First, journalists deal with facts. Journalists don’t doubt their access to objective, observable, verifiable reality. A personal essayist or memoirist is a different sort of animal, but we too can be objective. We can train ourselves to be honest with ourselves and the facts of our lives and motivations. To get close to objectivity, we really have to dig deep into why we do what we do, and to be honest with our own ugliest, most vulnerable, least flattering aspects. Otherwise, you’re just inventing reality. You acted like a jerk? Well, write it that way. I try to treat my own behavior with the same objectivity as the dates and names in a story. In my book, I analyzed my youth, and it was filled with selfishness, confusion, ugliness and self-destruction, as well as curiosity, enlightenment, beauty and compassion. One essay details how I kept a huge dark secret for years because I felt ashamed, and I tried to write that story as someone would when viewing it from the outside. I lied. I hid. I did these unfortunate things. I wanted to understand why, and to show other people that these dark impulses, mistakes and feelings are okay, even common. You’re not alone. Other people have experienced what you struggle with. That only works if the author is honest with themselves and objective.
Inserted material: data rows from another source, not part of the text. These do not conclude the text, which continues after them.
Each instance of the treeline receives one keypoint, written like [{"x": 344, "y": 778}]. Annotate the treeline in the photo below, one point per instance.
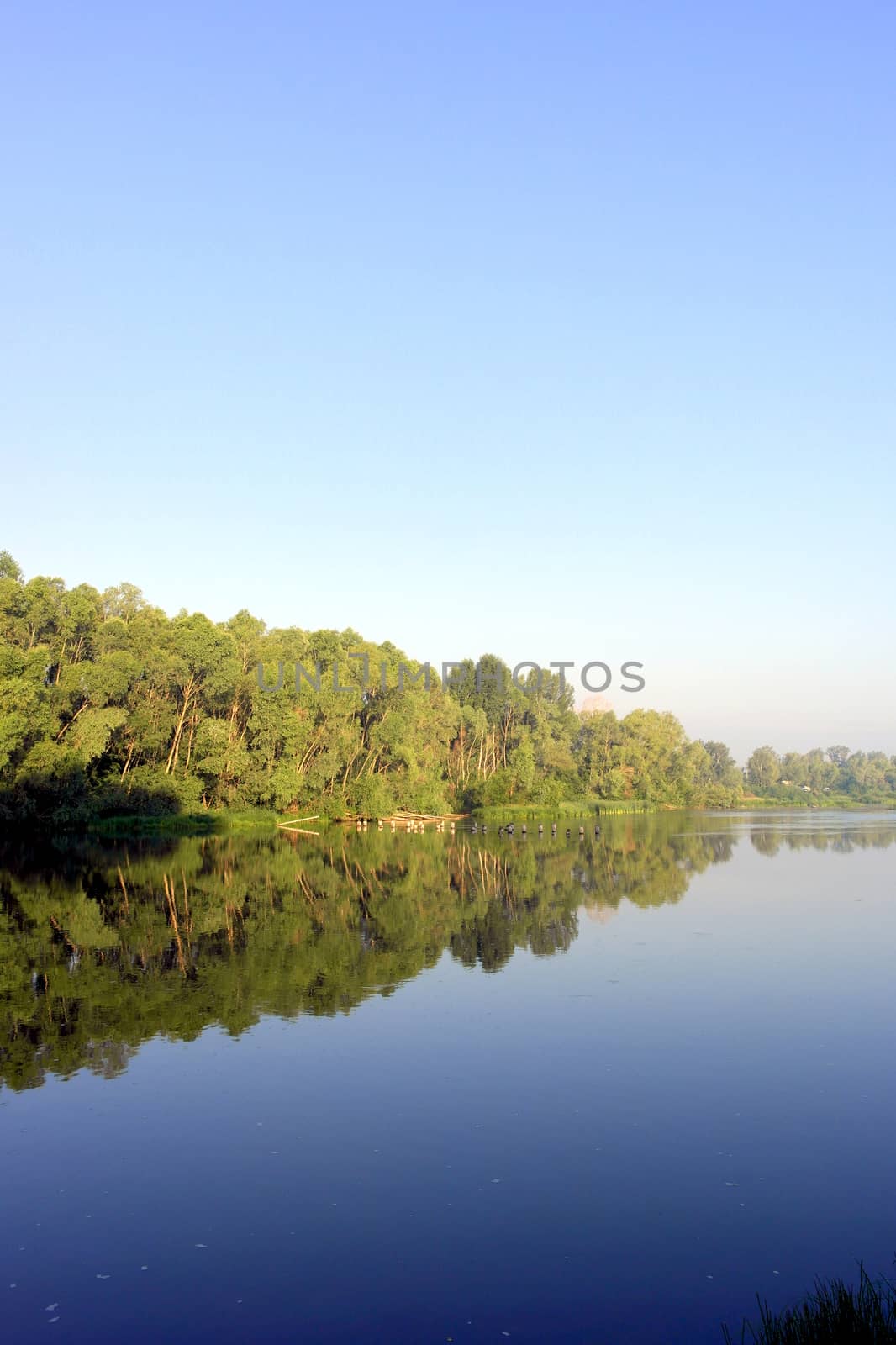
[
  {"x": 867, "y": 777},
  {"x": 111, "y": 708}
]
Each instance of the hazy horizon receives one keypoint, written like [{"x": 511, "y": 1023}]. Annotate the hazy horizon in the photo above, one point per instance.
[{"x": 475, "y": 331}]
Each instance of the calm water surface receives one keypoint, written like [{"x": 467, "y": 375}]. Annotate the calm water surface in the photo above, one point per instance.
[{"x": 417, "y": 1089}]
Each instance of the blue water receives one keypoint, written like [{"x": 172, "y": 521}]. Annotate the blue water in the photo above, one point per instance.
[{"x": 623, "y": 1141}]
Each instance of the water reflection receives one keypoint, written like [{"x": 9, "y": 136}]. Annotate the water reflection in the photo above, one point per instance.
[{"x": 101, "y": 947}]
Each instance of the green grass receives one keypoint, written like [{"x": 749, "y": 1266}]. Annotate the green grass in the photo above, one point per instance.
[
  {"x": 186, "y": 824},
  {"x": 835, "y": 1315}
]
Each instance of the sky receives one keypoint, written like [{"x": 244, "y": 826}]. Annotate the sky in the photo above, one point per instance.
[{"x": 561, "y": 331}]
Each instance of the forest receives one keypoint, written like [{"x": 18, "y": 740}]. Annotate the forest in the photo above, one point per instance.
[{"x": 112, "y": 709}]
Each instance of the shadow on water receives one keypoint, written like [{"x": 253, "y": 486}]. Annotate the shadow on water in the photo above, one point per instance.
[{"x": 104, "y": 946}]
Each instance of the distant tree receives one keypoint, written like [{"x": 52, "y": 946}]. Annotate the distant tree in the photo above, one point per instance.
[{"x": 763, "y": 768}]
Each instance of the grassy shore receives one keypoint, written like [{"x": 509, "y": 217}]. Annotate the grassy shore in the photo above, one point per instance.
[
  {"x": 250, "y": 820},
  {"x": 835, "y": 1315}
]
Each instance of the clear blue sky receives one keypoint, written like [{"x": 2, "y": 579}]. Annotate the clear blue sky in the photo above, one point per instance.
[{"x": 556, "y": 330}]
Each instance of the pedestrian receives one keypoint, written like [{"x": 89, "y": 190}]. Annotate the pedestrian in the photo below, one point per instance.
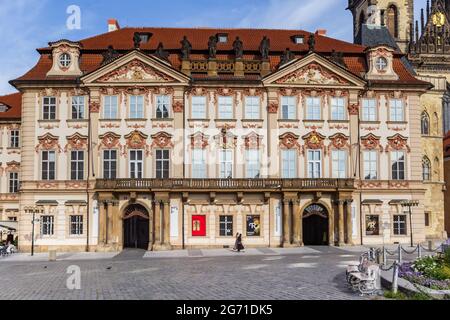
[{"x": 239, "y": 244}]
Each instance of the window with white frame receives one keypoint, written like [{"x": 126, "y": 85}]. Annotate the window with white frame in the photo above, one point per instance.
[
  {"x": 14, "y": 138},
  {"x": 289, "y": 164},
  {"x": 225, "y": 108},
  {"x": 76, "y": 225},
  {"x": 252, "y": 107},
  {"x": 77, "y": 165},
  {"x": 136, "y": 107},
  {"x": 109, "y": 164},
  {"x": 226, "y": 163},
  {"x": 313, "y": 108},
  {"x": 48, "y": 165},
  {"x": 198, "y": 107},
  {"x": 110, "y": 107},
  {"x": 136, "y": 164},
  {"x": 400, "y": 225},
  {"x": 13, "y": 182},
  {"x": 396, "y": 110},
  {"x": 338, "y": 109},
  {"x": 370, "y": 159},
  {"x": 314, "y": 164},
  {"x": 199, "y": 164},
  {"x": 288, "y": 108},
  {"x": 398, "y": 165},
  {"x": 47, "y": 225},
  {"x": 339, "y": 164},
  {"x": 226, "y": 226},
  {"x": 162, "y": 164},
  {"x": 369, "y": 110},
  {"x": 77, "y": 107},
  {"x": 253, "y": 166},
  {"x": 162, "y": 107},
  {"x": 49, "y": 108}
]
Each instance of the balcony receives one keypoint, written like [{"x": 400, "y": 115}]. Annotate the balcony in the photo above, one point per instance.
[{"x": 218, "y": 185}]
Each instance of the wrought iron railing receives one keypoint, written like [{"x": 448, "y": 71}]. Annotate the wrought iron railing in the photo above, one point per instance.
[{"x": 224, "y": 184}]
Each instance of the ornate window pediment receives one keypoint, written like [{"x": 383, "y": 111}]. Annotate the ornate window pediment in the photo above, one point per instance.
[
  {"x": 48, "y": 142},
  {"x": 110, "y": 140},
  {"x": 371, "y": 142},
  {"x": 289, "y": 140},
  {"x": 314, "y": 140},
  {"x": 199, "y": 140},
  {"x": 76, "y": 142},
  {"x": 398, "y": 142}
]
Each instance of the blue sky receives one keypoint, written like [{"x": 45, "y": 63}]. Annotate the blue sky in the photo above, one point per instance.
[{"x": 29, "y": 24}]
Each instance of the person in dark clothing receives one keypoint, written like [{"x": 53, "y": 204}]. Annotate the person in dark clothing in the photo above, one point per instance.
[{"x": 239, "y": 245}]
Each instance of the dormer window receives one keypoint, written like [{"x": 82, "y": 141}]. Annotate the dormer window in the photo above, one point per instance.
[
  {"x": 222, "y": 37},
  {"x": 65, "y": 60},
  {"x": 298, "y": 39},
  {"x": 381, "y": 64}
]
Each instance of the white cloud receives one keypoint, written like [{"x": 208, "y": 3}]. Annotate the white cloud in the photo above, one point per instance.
[{"x": 19, "y": 36}]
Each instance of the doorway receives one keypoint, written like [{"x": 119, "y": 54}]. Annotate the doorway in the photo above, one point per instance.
[
  {"x": 315, "y": 226},
  {"x": 136, "y": 230}
]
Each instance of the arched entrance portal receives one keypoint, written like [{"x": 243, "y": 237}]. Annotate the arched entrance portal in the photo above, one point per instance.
[
  {"x": 315, "y": 225},
  {"x": 136, "y": 227}
]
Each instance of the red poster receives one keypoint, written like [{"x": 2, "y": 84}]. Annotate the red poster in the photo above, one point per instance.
[{"x": 199, "y": 226}]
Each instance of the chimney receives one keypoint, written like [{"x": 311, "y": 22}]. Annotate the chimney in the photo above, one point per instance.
[
  {"x": 113, "y": 25},
  {"x": 321, "y": 32}
]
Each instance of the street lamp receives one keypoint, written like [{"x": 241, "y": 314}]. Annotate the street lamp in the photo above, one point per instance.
[
  {"x": 33, "y": 210},
  {"x": 409, "y": 204}
]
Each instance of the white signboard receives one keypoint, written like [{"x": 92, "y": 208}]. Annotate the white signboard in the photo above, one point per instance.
[
  {"x": 174, "y": 221},
  {"x": 278, "y": 220}
]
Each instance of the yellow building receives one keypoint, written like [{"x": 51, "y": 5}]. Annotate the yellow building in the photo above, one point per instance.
[{"x": 427, "y": 45}]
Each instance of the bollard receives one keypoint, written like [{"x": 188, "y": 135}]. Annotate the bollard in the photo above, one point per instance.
[
  {"x": 52, "y": 255},
  {"x": 395, "y": 278}
]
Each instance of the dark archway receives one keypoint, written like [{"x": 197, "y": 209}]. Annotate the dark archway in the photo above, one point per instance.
[
  {"x": 315, "y": 225},
  {"x": 136, "y": 230}
]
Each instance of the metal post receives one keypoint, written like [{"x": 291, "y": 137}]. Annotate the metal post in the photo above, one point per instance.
[
  {"x": 32, "y": 232},
  {"x": 395, "y": 278}
]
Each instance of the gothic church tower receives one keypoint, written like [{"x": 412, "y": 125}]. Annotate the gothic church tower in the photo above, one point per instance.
[{"x": 396, "y": 15}]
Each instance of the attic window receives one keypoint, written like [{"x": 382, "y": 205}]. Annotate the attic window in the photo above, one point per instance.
[
  {"x": 222, "y": 37},
  {"x": 298, "y": 39},
  {"x": 145, "y": 37}
]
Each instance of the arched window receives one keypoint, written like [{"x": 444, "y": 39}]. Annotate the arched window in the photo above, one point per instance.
[
  {"x": 426, "y": 169},
  {"x": 392, "y": 20},
  {"x": 436, "y": 124},
  {"x": 425, "y": 124}
]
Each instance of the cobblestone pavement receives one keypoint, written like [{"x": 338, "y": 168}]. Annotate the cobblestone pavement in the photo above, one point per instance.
[{"x": 317, "y": 273}]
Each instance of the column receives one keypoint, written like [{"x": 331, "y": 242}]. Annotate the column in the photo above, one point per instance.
[
  {"x": 298, "y": 238},
  {"x": 349, "y": 223},
  {"x": 166, "y": 232},
  {"x": 102, "y": 223},
  {"x": 158, "y": 239},
  {"x": 341, "y": 222},
  {"x": 286, "y": 222}
]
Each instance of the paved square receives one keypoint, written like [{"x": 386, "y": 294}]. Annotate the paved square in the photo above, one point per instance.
[{"x": 288, "y": 274}]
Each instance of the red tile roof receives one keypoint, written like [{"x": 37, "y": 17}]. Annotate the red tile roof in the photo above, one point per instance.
[
  {"x": 14, "y": 104},
  {"x": 447, "y": 145},
  {"x": 122, "y": 41}
]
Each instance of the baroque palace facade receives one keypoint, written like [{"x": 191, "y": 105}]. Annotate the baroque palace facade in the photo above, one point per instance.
[
  {"x": 426, "y": 44},
  {"x": 164, "y": 138}
]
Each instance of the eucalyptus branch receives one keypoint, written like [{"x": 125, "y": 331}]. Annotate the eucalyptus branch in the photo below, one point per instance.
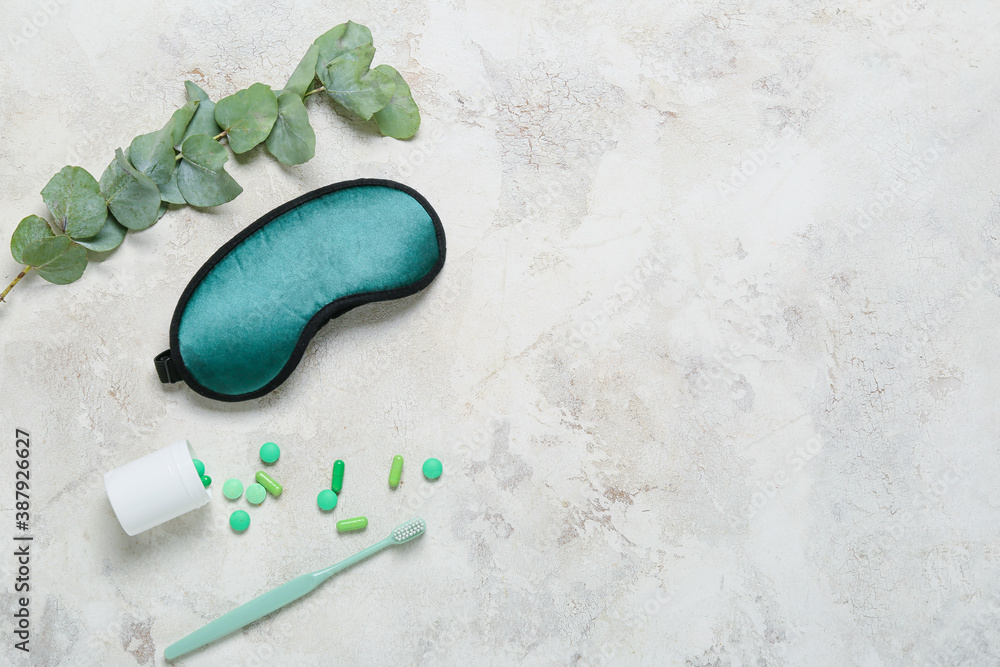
[
  {"x": 14, "y": 282},
  {"x": 184, "y": 161}
]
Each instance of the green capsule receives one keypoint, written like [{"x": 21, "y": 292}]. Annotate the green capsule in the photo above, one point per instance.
[
  {"x": 357, "y": 523},
  {"x": 338, "y": 476},
  {"x": 268, "y": 483},
  {"x": 396, "y": 472}
]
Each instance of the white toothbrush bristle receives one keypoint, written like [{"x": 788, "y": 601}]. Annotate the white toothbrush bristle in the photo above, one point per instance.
[{"x": 409, "y": 530}]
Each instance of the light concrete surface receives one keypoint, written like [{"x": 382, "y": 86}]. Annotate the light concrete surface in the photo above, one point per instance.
[{"x": 711, "y": 367}]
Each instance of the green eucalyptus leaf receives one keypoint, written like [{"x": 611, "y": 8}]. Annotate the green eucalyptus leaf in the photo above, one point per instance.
[
  {"x": 180, "y": 120},
  {"x": 74, "y": 198},
  {"x": 65, "y": 268},
  {"x": 304, "y": 74},
  {"x": 203, "y": 121},
  {"x": 29, "y": 230},
  {"x": 131, "y": 195},
  {"x": 153, "y": 154},
  {"x": 247, "y": 116},
  {"x": 352, "y": 85},
  {"x": 339, "y": 40},
  {"x": 400, "y": 118},
  {"x": 110, "y": 237},
  {"x": 169, "y": 192},
  {"x": 201, "y": 177},
  {"x": 292, "y": 139},
  {"x": 45, "y": 250}
]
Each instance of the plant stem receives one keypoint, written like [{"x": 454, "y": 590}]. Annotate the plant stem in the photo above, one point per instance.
[{"x": 15, "y": 281}]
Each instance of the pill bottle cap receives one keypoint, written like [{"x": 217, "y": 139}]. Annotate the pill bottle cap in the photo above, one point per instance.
[{"x": 155, "y": 488}]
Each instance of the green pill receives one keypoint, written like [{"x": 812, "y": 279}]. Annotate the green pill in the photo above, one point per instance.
[
  {"x": 432, "y": 468},
  {"x": 338, "y": 476},
  {"x": 396, "y": 471},
  {"x": 269, "y": 452},
  {"x": 268, "y": 483},
  {"x": 326, "y": 500},
  {"x": 256, "y": 494},
  {"x": 239, "y": 521},
  {"x": 357, "y": 523},
  {"x": 232, "y": 489}
]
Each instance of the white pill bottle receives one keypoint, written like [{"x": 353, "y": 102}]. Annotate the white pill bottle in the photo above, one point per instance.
[{"x": 156, "y": 488}]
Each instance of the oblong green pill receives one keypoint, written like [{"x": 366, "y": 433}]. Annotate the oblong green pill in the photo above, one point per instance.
[
  {"x": 357, "y": 523},
  {"x": 232, "y": 489},
  {"x": 239, "y": 521},
  {"x": 338, "y": 476},
  {"x": 256, "y": 494},
  {"x": 396, "y": 471},
  {"x": 269, "y": 452},
  {"x": 326, "y": 500},
  {"x": 268, "y": 483}
]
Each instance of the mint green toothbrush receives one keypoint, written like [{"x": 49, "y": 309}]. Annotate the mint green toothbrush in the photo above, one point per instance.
[{"x": 282, "y": 595}]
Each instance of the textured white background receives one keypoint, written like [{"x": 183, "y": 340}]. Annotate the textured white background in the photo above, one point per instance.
[{"x": 694, "y": 406}]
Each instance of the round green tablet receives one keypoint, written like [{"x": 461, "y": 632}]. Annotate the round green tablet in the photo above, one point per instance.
[
  {"x": 269, "y": 452},
  {"x": 326, "y": 500},
  {"x": 256, "y": 494},
  {"x": 432, "y": 468},
  {"x": 239, "y": 521},
  {"x": 232, "y": 489}
]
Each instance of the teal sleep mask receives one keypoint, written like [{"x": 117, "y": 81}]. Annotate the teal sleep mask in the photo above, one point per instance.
[{"x": 245, "y": 319}]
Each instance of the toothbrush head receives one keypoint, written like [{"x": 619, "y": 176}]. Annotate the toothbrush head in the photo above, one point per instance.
[{"x": 409, "y": 530}]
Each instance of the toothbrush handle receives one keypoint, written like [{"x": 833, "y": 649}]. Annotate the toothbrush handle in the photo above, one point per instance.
[
  {"x": 244, "y": 614},
  {"x": 263, "y": 605}
]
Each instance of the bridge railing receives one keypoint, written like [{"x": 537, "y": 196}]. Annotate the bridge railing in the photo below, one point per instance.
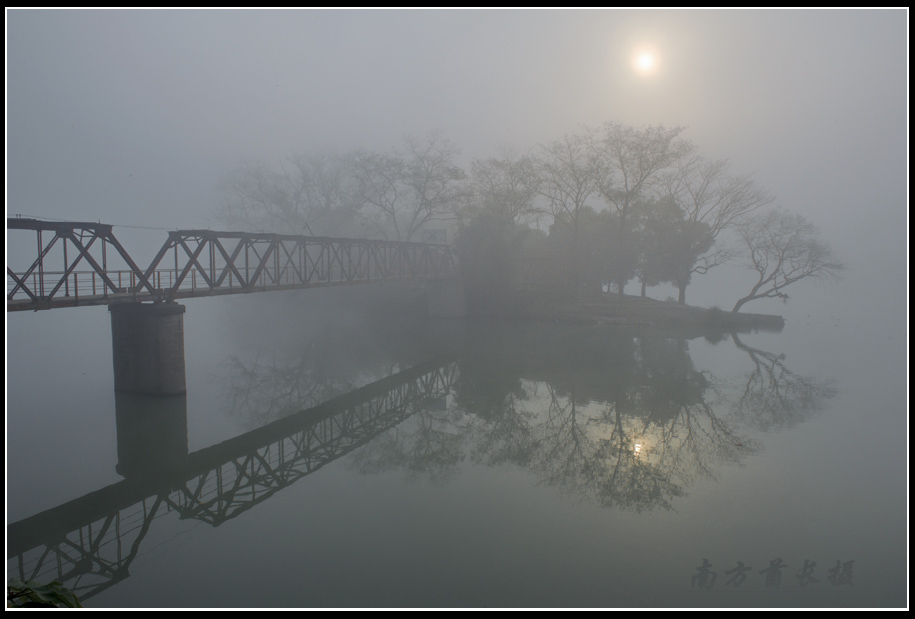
[{"x": 203, "y": 262}]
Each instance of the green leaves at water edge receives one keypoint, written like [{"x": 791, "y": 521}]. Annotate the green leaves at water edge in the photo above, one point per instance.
[{"x": 34, "y": 594}]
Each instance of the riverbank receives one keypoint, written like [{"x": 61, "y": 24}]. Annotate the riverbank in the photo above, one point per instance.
[{"x": 611, "y": 309}]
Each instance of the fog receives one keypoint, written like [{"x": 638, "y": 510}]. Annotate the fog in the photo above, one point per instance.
[
  {"x": 131, "y": 117},
  {"x": 135, "y": 117}
]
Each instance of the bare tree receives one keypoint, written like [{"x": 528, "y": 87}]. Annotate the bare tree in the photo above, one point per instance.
[
  {"x": 631, "y": 161},
  {"x": 711, "y": 201},
  {"x": 783, "y": 249},
  {"x": 310, "y": 194},
  {"x": 505, "y": 187},
  {"x": 405, "y": 191},
  {"x": 570, "y": 176}
]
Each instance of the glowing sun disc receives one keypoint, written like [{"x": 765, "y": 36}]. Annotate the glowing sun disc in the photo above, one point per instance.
[{"x": 645, "y": 62}]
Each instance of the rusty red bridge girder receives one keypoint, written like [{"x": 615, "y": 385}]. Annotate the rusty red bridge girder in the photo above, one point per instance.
[{"x": 196, "y": 263}]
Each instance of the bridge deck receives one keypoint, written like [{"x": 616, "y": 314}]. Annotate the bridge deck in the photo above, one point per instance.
[{"x": 206, "y": 263}]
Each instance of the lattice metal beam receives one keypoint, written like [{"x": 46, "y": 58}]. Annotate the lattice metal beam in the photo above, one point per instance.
[{"x": 194, "y": 263}]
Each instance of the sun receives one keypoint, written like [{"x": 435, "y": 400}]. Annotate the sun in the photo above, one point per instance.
[{"x": 645, "y": 61}]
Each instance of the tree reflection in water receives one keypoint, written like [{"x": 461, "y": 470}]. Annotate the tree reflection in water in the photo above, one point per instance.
[{"x": 618, "y": 417}]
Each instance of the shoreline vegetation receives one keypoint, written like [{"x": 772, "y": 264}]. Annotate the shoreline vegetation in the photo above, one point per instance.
[{"x": 630, "y": 310}]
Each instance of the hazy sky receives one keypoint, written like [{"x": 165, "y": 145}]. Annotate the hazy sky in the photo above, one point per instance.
[{"x": 130, "y": 117}]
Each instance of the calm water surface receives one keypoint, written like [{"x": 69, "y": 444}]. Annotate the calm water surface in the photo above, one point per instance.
[{"x": 471, "y": 464}]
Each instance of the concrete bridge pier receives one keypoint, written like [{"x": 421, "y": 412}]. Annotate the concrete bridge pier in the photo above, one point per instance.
[
  {"x": 152, "y": 435},
  {"x": 148, "y": 348}
]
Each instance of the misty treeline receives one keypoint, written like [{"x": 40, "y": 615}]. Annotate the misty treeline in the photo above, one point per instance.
[{"x": 585, "y": 214}]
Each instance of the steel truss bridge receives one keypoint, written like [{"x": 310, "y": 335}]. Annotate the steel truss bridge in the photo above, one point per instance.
[
  {"x": 89, "y": 543},
  {"x": 77, "y": 263}
]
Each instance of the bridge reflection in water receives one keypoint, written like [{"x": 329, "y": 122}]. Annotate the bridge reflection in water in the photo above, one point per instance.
[{"x": 89, "y": 543}]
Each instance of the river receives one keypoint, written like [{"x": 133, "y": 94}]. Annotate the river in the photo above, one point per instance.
[{"x": 502, "y": 464}]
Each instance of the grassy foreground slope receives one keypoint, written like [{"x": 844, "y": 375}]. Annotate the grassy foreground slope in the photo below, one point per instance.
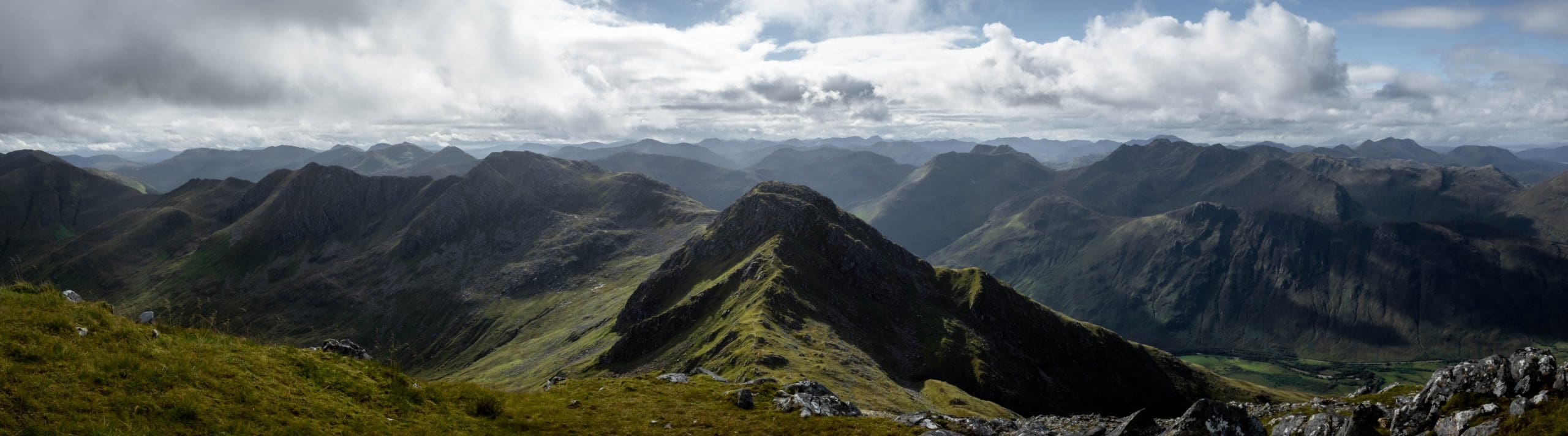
[{"x": 121, "y": 380}]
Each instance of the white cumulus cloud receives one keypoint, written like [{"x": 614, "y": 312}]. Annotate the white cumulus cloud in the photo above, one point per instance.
[{"x": 312, "y": 74}]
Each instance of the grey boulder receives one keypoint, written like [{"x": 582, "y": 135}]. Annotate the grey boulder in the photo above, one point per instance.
[{"x": 1210, "y": 418}]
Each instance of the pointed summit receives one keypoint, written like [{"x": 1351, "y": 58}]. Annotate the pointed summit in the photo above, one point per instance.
[{"x": 786, "y": 284}]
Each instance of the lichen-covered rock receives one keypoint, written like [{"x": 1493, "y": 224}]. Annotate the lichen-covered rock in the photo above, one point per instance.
[
  {"x": 552, "y": 382},
  {"x": 1521, "y": 374},
  {"x": 1137, "y": 424},
  {"x": 761, "y": 380},
  {"x": 813, "y": 399},
  {"x": 1210, "y": 418},
  {"x": 1455, "y": 424},
  {"x": 709, "y": 374},
  {"x": 1322, "y": 424},
  {"x": 744, "y": 399},
  {"x": 1485, "y": 429},
  {"x": 344, "y": 347}
]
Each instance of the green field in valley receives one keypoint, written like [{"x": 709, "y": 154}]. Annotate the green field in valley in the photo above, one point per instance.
[{"x": 1316, "y": 377}]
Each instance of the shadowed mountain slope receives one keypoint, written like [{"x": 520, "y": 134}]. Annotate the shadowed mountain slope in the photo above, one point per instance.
[
  {"x": 786, "y": 284},
  {"x": 214, "y": 164},
  {"x": 849, "y": 178},
  {"x": 1213, "y": 277},
  {"x": 951, "y": 195},
  {"x": 714, "y": 186},
  {"x": 48, "y": 200},
  {"x": 522, "y": 259},
  {"x": 648, "y": 146}
]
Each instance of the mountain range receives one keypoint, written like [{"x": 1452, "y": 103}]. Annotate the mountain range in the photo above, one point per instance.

What’s the best place to be a writer?
The best place to be a writer might be the place you can concentrate and have the most time to write, which partly means the lowest expenses. Time is money, and you have to make and buy time; one way to do that is to spend less money so you have to work fewer hours at traditional jobs. As Grace Paley wisely advised writers, keep a low overhead. Unless you have a big chunk of savings or a free place to sleep, that’s hard to do in New York; if you have to work and commute constantly, that means less writing time. Also, all the cultural events and social activities that make it such a livable city can compete with a writer’s attention.
All those opportunities, tons of jobs, you meet editors, agents and teachers who can get you work, but for me, living far from the hub of publishing actually encourages me to focus on my work. In the internet era, do you need to physically live near publishing in order to get work and publish?
This isn’t to say that Portland doesn’t have a lot of activities to distract you. It has tons. But it’s no New York, and you can still hunker down here and concentrate. Unlike New York, Portland doesn’t shoulder you with that pressure to get out there and network. There’s no sense that by staying inside writing, you’re wasting your opportunities. I love going to literary events and hanging out with other writers at readings, but I do it because it’s fun. And then I spend the rest of my time with my head down doing my thing.
Writer Harry Crews said the only secret to writing is keeping your ass in the chair. Writers need to ask themselves what factors their city needs in order to help encourage them to stay at their desk and work, and then they need to cultivate their ass-chair system themselves. Writing requires discipline, and no city, no writing program, no how-to book can provide that, only you can.
Sven Birkerts said that when we’re at our desks staring out the window, we’re writing. But revision and all that big important stuff only happens at our proverbial desk. Find your place that encourages you to stay immersed in your work.